But some hunters and outfitters want to see the state go even farther to protect the health of the herd.
“What’s it going to hurt, if you shut some areas down for a year or two?” said Rock Springs resident Joey Flaigl, a co-founder of the Muley Fanatic Foundation whose deer hunting grounds are in the eastern Green River basin. “That way you’re totally avoiding someone harvesting any deer whatsoever. Give it a try.”
Suspend the hunt?
Faigl recalled totally suspended hunting seasons in the 1980s in response to severe winters. The tactic worked, he said, and populations surged as seasons were eased back open.
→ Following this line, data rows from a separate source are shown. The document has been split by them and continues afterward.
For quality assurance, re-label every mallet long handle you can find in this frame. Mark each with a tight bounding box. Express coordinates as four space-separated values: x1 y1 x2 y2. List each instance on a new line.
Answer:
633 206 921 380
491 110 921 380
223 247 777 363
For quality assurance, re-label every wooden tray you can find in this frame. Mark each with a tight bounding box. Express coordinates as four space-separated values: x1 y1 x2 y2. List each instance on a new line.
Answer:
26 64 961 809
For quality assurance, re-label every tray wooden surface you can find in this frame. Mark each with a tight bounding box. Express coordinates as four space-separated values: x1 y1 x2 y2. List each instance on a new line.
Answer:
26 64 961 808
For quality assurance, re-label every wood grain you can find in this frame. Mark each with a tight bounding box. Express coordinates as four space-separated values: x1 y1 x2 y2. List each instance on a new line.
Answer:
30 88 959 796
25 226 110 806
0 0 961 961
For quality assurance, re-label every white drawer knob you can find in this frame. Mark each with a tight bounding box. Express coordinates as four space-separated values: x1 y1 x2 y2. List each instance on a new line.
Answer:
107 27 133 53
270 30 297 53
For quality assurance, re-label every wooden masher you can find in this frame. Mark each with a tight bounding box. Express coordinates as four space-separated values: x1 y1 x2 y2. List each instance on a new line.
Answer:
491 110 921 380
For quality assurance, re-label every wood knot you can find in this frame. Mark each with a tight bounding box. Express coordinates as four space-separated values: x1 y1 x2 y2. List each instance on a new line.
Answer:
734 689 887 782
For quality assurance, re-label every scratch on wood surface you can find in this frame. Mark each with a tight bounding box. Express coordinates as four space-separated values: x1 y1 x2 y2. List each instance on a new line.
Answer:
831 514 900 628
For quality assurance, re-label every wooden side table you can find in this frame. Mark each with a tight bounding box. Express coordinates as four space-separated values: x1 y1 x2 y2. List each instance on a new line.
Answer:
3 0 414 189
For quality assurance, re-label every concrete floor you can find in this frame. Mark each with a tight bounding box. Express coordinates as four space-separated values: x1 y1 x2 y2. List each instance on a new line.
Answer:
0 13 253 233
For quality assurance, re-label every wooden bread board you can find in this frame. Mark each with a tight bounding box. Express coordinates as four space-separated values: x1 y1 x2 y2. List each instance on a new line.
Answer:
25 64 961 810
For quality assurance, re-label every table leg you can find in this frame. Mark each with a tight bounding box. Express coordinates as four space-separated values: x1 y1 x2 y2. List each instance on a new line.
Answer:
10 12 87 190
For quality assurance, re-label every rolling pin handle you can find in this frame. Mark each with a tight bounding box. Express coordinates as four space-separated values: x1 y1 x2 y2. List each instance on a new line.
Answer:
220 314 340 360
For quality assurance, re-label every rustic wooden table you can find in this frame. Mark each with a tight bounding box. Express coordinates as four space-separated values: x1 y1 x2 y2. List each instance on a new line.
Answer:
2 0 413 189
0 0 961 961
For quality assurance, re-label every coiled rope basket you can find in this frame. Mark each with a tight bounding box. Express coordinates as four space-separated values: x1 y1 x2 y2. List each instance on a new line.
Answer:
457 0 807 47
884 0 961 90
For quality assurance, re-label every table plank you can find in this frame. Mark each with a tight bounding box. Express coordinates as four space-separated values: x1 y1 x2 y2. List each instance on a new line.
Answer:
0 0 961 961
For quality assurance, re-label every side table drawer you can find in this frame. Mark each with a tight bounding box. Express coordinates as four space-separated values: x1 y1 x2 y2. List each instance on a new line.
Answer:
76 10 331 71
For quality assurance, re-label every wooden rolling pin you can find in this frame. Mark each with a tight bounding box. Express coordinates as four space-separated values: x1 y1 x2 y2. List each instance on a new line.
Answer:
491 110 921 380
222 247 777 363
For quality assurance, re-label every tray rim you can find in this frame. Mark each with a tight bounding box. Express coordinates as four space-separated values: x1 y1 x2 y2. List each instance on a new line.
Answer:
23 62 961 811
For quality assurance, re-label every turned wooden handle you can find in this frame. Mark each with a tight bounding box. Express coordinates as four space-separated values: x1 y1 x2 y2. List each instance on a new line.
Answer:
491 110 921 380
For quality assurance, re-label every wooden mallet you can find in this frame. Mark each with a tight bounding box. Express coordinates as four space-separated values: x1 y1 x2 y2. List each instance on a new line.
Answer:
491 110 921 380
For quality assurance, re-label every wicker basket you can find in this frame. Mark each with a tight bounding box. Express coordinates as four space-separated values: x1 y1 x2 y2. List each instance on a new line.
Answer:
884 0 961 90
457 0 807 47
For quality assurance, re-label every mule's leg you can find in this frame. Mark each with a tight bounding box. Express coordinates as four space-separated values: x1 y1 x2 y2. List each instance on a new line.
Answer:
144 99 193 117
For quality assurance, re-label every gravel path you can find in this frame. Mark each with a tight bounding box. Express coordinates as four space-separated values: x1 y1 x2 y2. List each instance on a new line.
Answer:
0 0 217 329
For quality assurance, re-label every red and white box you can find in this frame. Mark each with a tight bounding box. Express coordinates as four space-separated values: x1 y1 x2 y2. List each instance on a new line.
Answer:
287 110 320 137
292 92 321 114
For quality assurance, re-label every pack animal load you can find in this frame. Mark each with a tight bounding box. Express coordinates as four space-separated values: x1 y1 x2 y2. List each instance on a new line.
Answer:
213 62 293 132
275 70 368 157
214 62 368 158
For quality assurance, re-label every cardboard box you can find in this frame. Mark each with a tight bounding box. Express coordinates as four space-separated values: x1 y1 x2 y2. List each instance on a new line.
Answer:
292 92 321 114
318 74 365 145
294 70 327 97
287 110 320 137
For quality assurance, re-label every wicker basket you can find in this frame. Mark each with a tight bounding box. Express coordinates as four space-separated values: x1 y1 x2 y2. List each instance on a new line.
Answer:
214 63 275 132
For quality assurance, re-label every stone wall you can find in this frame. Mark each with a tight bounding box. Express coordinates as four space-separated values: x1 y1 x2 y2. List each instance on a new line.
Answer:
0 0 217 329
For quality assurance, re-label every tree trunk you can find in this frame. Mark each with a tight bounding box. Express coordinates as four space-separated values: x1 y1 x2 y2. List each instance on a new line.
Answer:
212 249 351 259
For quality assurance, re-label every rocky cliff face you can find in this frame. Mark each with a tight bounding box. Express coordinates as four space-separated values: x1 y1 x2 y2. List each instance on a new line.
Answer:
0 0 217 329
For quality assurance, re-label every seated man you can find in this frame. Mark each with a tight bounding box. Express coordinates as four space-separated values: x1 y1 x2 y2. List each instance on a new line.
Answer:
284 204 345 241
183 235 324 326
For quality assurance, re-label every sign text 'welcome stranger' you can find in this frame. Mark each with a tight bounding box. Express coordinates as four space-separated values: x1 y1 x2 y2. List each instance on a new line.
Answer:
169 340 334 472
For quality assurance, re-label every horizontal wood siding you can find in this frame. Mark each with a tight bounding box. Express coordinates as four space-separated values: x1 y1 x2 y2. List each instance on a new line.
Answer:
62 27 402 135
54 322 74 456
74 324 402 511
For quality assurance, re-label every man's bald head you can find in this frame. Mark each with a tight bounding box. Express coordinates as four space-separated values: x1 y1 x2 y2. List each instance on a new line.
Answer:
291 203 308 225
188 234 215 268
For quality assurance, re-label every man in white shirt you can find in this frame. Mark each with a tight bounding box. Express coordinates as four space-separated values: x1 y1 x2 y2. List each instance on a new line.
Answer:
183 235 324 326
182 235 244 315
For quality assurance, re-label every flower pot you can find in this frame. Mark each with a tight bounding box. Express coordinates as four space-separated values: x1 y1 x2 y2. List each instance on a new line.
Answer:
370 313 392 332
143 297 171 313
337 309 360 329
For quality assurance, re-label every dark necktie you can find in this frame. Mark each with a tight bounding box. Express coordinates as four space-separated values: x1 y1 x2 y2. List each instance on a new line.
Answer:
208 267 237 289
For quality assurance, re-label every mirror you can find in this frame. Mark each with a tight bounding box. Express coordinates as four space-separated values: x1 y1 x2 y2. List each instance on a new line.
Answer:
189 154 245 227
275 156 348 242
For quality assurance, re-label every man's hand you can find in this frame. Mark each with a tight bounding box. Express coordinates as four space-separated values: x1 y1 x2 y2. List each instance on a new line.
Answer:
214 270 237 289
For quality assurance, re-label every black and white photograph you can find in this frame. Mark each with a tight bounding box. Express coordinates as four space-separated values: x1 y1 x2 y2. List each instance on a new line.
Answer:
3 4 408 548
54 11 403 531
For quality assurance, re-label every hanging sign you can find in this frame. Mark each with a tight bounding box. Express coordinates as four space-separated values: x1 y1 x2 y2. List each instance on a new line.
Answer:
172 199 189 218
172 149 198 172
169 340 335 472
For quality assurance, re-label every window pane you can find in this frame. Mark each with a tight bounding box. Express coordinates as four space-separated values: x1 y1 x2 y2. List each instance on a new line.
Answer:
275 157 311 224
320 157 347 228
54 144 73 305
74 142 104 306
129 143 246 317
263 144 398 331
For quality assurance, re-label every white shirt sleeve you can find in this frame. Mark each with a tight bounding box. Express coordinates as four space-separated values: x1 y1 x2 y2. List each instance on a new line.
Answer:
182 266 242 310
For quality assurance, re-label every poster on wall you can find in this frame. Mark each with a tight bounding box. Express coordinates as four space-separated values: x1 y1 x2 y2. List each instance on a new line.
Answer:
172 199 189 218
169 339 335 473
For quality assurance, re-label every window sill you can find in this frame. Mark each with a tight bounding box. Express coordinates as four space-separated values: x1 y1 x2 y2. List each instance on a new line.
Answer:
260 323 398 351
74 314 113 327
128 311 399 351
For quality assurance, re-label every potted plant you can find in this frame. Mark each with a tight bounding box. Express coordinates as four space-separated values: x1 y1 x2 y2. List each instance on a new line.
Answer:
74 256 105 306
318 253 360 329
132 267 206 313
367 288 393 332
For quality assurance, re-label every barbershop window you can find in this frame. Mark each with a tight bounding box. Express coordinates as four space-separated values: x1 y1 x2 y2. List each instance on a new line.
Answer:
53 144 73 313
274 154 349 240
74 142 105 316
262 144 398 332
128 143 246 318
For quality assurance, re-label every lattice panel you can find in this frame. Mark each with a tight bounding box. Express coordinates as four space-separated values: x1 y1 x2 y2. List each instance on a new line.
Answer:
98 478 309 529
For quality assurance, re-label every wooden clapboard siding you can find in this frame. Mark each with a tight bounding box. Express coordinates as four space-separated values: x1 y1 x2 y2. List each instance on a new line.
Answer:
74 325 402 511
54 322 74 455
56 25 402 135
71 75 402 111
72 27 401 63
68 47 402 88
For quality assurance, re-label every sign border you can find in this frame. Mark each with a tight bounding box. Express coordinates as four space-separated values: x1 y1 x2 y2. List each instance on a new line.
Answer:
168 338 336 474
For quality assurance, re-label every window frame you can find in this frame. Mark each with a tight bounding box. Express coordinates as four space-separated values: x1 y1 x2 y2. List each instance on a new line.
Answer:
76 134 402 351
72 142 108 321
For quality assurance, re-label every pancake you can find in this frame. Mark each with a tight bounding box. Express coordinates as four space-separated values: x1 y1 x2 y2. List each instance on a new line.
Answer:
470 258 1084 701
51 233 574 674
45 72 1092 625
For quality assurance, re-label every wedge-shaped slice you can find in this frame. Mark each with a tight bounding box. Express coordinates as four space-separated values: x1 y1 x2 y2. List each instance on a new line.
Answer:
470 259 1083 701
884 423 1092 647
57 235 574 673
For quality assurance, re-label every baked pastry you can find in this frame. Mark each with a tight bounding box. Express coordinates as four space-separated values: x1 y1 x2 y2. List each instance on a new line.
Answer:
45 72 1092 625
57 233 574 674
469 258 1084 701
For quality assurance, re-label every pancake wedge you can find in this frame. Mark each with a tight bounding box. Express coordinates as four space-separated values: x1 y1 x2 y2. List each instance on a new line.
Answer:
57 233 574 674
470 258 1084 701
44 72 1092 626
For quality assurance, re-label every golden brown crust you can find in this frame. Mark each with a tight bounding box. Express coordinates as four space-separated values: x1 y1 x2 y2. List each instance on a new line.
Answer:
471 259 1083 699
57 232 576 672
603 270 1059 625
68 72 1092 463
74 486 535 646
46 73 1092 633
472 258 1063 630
Pinedale resident Paul Ulrich, who hunts Wyoming Range deer in the La Barge Creek area, said he and his family would be willing to give up hunting the area while the herd is on the mend.
“We love to hunt — it’s what we do all fall — and for Wyoming’s wildlife population, if it means us taking a year or two off, it’s the right thing to do,” Ulrich said during the Pinedale town hall meeting.
Total suspensions of the hunting seasons were not on the table during Game and Fish’s deliberations this winter, Fralick said. Doing so, he said, wouldn’t have many benefits.
“Hunting bucks won’t have any negative influence on the population’s ability to increase,” he said.
Faced with a half-sized herd, other mule deer hunters want to see the state take other steps to reduce hunting pressure in the Wyoming Range.
“This year is going to make 2017 look like a cakewalk,” said Freedom outfitter Ted Jenkins, who guides hunters on both sides of the Greys River.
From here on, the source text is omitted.